Author of Medical Apartheid, Harriet Washington was one of the first to use the term iatrophobia; the fear of medical institutions and professionals in relation to the experiences of Black Americans accessing healthcare. In her prize-winning book, she describes the legacy of unethical experimentation on Black Americans and their modern-day experiences with healthcare institutions. As well as these more recent harrowing stories – Black communities regularly cite the colonial history of medical malpractice on their communities from the Tuskegee trials to the failed provision of antiretroviral drugs during the early HIV pandemic.
“I have yet to convince my 86-year-old grandmother to accept the Covid-19 vaccine”
Relatively little research has been done on the experiences of racially minoritised communities and their experiences with healthcare. A recent government report commissioned in the wake of the murder of George Floyd found that 60% of Black people feel that their health is not equally as protected as their white counterparts; this was up to 78% amongst Black women. Yet, we still have no formal steps on how to remedy such statistics amid a global pandemic that continues to disproportionately affect those that are racially minoritised.
Conversely, we see how social media has further reinforced pre-existing mistrust within Black communities towards the healthcare system. The new social media app Clubhouse allows people to have an open discussion with strangers. Earlier this month a Black doctor was allegedly bullied by Chakabars – a man who has become an internet sensation thanks to his eco-lifestyle and anti-science stance – and comedian Tiffany Haddish. As the doctor tried to correct misinformation around the vaccine, Chakabars and Tiffany launched a scathing campaign; stating that such doctors were acting in the interest in white supremacy.
I have yet to convince my 86-year-old grandmother to accept the Covid-19 vaccine – something that weighs heavily on my heart. My dad, a GP working in East London – an area with a historic West Indian community – shared his growing worries as nearly all his Black patients over 80 continue to decline their vaccinations. “The nurses will say – there’s a video of Dr George on the website having his Covid-19 vaccination,” he tells me. “They just look at us like we are all mad.”
Whilst iatrophobia may still be nonsensical to some – unreasonable even, given the wealth of information that many of us now have at our disposal due to social media – it is often driven by logic and history for self-preservation.
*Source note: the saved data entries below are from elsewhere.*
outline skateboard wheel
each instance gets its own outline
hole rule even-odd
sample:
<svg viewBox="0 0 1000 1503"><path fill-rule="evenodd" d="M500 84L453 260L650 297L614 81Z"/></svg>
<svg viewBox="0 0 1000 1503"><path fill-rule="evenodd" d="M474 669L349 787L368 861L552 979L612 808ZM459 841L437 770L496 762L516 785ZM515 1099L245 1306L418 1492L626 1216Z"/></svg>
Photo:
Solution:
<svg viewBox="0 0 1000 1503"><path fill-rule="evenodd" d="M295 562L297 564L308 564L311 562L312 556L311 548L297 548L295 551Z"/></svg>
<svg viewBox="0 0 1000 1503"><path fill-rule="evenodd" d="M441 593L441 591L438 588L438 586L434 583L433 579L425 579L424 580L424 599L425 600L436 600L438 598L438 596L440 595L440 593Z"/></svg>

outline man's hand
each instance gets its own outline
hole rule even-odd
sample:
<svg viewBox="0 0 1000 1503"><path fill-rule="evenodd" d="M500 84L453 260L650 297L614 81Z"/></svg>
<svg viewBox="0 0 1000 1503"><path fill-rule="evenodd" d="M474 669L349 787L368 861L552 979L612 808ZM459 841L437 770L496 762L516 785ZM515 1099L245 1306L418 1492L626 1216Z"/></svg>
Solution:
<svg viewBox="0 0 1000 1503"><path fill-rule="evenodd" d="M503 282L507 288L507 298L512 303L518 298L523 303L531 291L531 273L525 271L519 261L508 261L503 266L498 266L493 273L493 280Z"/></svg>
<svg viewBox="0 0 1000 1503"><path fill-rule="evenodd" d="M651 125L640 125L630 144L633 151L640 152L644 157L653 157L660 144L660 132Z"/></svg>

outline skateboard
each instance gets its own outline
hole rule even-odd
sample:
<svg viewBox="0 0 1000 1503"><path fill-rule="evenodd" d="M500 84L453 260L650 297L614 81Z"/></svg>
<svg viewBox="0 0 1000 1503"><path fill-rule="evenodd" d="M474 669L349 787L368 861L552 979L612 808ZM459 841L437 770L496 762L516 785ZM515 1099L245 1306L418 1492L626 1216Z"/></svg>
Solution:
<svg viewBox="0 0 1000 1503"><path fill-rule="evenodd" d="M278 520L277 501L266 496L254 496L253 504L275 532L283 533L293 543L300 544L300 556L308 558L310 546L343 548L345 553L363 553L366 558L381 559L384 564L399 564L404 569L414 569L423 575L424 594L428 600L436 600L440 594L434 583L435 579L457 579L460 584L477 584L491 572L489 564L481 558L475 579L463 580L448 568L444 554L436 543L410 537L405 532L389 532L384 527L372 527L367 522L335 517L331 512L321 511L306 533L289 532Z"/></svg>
If a child burns itself on a kettle, they learn not to touch the kettle again.
With a recent household survey revealing that almost 72% of Black or Black British people are unlikely or very unlikely to take the Covid-19 vaccine perhaps it is time to reflect on the legacies that have created this statistic. If a global pandemic which has now claimed over 2 million lives and that of over 91,000 in the UK does not make us question our current practice, then what will?
There remains an urgent need for further research into the attitudes and experiences of racially minoritised groups navigating healthcare systems. The implication of provider bias on health inequalities and a willingness to accept that healthcare is not a neutral playground.